This exhibit will showcase a sampling of American paintings in the collection of the Huntington Museum of Art that feature the human form.
From ancient times, depicting the human figure has been a central focus for artists. As an artistic culture formed in the early days of the United States, figure painting, and especially portraiture, captured much of the attention of painters and sculptors, primarily because it was the one area that could provide vital paid commissions. Unlike their European counterparts, they could not take advantage of generous patronage from church or government entities, since the American versions of these organizations placed little emphasis on collecting art.
Much of the early portraiture was produced by modestly trained artists whose work is now considered “folk art,” such as Susannah Quarles Nicholson, whose series of portraits of a Virginia family is now in the HMA collection. The desire to honor national heroes such as George Washington spurred many artists to create history-based figural imagery and even recycle previous efforts, including Alvan Fisher’s copy of Washington at Dorchester Heights, a painting by Gilbert Stuart, which Fisher created as both a nine-by-six foot version (now in the Dedham, Massachusetts, Town Hall) and a smaller copy that is now in the collection of the Huntington Museum of Art.
By the latter half of the 19th century, a growing group of art collectors began to support the work of American painters, a development that provided the means to make a living and encouraged artists to move beyond traditional portraiture and still-life subjects. Genre paintings became especially popular, examples of which can be seen in the HMA collection such as Enoch Wood Perry’s finely rendered painting The Potter, and in Irving Wiles’ On the Porch. Charles Hawthorne’s The Clipper Ship Captain shows the influence of the Realist movement in the art and literature of the U.S. with its depiction of an aging and weary-looking resident of Provincetown, Massachusetts.
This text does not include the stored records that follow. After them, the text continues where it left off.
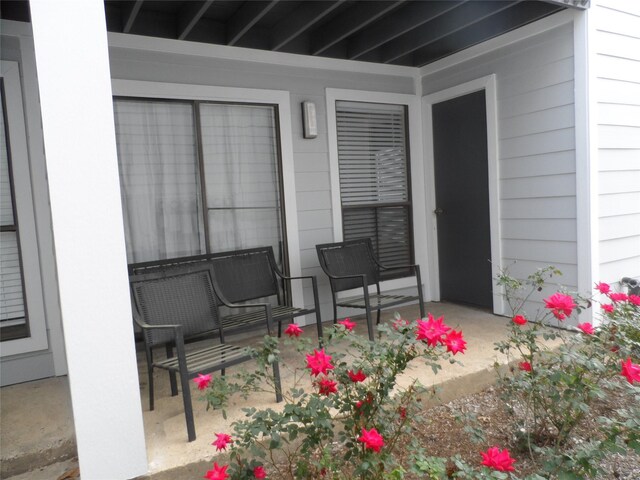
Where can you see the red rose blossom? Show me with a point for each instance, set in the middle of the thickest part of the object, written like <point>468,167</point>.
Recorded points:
<point>356,377</point>
<point>327,387</point>
<point>319,362</point>
<point>203,381</point>
<point>454,342</point>
<point>347,324</point>
<point>618,297</point>
<point>431,330</point>
<point>221,441</point>
<point>293,330</point>
<point>498,459</point>
<point>217,473</point>
<point>631,371</point>
<point>371,439</point>
<point>587,328</point>
<point>560,304</point>
<point>607,307</point>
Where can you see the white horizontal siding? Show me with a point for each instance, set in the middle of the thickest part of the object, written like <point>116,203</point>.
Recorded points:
<point>536,131</point>
<point>617,70</point>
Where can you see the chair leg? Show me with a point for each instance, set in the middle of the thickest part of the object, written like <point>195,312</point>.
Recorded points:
<point>276,381</point>
<point>172,375</point>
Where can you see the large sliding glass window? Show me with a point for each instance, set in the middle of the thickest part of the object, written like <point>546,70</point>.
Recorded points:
<point>373,165</point>
<point>13,315</point>
<point>198,177</point>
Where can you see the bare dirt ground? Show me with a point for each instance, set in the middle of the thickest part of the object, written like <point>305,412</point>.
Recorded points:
<point>443,434</point>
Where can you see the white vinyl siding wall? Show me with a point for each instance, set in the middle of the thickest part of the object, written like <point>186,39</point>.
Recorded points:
<point>536,148</point>
<point>311,156</point>
<point>616,74</point>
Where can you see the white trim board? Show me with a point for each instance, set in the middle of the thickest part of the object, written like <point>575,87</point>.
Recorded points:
<point>134,88</point>
<point>488,84</point>
<point>197,49</point>
<point>415,164</point>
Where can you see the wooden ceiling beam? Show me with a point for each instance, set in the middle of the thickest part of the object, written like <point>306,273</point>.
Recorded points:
<point>300,20</point>
<point>453,21</point>
<point>245,18</point>
<point>189,15</point>
<point>351,21</point>
<point>405,19</point>
<point>130,12</point>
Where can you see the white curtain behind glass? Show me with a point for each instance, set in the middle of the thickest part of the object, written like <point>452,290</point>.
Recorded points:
<point>242,181</point>
<point>159,179</point>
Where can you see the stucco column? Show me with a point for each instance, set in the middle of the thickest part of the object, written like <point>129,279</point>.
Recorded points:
<point>74,82</point>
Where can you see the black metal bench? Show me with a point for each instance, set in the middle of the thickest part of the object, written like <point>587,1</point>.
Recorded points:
<point>177,302</point>
<point>243,276</point>
<point>353,265</point>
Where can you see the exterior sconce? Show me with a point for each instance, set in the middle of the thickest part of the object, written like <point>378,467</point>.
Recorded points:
<point>309,123</point>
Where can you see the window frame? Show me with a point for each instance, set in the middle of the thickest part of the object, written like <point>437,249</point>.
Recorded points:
<point>25,218</point>
<point>415,185</point>
<point>213,94</point>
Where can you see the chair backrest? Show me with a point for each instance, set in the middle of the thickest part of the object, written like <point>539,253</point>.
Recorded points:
<point>243,275</point>
<point>353,257</point>
<point>175,296</point>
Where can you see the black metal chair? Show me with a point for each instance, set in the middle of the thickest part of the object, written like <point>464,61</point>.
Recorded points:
<point>252,274</point>
<point>353,265</point>
<point>175,303</point>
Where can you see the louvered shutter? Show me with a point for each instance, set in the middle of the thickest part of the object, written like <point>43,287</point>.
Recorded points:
<point>374,178</point>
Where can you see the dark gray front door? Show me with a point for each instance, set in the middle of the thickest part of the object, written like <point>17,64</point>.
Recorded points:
<point>462,199</point>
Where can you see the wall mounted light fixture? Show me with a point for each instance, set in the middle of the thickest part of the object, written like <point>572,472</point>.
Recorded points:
<point>309,122</point>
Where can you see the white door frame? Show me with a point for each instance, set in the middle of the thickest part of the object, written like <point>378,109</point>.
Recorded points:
<point>488,84</point>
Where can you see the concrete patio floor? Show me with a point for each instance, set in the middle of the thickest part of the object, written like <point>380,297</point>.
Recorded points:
<point>37,422</point>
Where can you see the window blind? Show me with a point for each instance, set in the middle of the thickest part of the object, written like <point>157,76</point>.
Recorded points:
<point>12,311</point>
<point>374,178</point>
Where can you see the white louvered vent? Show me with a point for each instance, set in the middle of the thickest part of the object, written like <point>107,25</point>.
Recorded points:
<point>374,177</point>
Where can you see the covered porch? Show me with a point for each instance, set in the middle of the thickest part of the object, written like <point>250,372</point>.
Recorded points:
<point>38,441</point>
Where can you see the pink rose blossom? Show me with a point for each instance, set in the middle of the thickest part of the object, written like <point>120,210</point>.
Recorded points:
<point>587,328</point>
<point>631,371</point>
<point>524,366</point>
<point>203,381</point>
<point>432,330</point>
<point>218,472</point>
<point>221,441</point>
<point>347,324</point>
<point>560,304</point>
<point>259,472</point>
<point>618,297</point>
<point>498,459</point>
<point>454,342</point>
<point>319,362</point>
<point>372,439</point>
<point>519,320</point>
<point>356,377</point>
<point>327,387</point>
<point>293,330</point>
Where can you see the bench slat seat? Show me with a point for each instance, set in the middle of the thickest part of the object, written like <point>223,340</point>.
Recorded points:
<point>376,301</point>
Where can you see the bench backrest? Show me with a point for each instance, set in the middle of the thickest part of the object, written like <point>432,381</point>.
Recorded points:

As a wave of impressionism moved onto the American scene, painters such as Childe Hassam applied the style to traditional figure studies, as he demonstrated in his work The Butterfly. Although modernism and abstraction began to prevail in American art in the mid-20th century and move artists away from representational figure painting, an undercurrent of realism has been carried on through the work of contemporary artists such as Alan Feltus and Wade Schuman, both of whom have served as visiting artists in the Walter Gropius Master Artist Workshop program at HMA.